The liver is the largest solid organ in the body and anatomically is divided into four lobes (Fig. 4-18):

FIGURE 4-18 Various Views of the Liver and the Bed of the Liver. (CT reprinted with permission from Kelley LL, Petersen C: Sectional Anatomy for Imaging Professionals. Philadelphia, Mosby, 2007.) (Contd.)

FIGURE 4-18 (Contd.) Various Views of the Liver and the Bed of the Liver. (CT reprinted with permission from Kelley LL, Petersen C: Sectional Anatomy for Imaging Professionals. Philadelphia, Mosby, 2007.)

Right lobe (largest lobe)
Left lobe
Quadrate lobe (lies between the gallbladder and the round ligament of the liver)
Caudate lobe (lies between the IVC, ligamentum venosum, and porta hepatis)

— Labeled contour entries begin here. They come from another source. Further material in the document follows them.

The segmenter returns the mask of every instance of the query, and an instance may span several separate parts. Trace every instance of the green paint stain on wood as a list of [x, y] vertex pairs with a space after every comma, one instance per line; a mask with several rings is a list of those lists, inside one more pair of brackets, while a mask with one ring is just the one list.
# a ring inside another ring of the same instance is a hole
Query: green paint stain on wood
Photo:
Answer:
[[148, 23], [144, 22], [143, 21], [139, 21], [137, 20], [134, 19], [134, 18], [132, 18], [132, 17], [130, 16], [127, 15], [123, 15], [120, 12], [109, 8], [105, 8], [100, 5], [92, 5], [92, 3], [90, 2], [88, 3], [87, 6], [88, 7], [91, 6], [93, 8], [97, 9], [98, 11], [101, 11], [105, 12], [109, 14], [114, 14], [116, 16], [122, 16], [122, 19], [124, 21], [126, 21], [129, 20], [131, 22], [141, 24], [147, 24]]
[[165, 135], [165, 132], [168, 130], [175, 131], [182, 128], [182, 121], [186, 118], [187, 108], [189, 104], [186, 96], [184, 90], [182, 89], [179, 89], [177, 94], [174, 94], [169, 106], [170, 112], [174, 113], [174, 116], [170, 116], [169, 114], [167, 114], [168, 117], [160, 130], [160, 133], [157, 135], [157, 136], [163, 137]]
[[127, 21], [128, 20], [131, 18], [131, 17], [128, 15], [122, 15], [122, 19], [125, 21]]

Functionally and surgically, the liver is divided into right and left halves. (The quadrate and caudate are part of the left half.) Surgeons often divide the liver further into eight independent vascular segments based on its vasculature, with each segment receiving a major branch of the hepatic artery, portal vein, hepatic vein (drains the liver’s blood into the IVC), and biliary drainage. The external demarcation of the two liver halves runs in an imaginary sagittal plane passing through the gallbladder and IVC. Features of the liver are summarized in Table 4-9.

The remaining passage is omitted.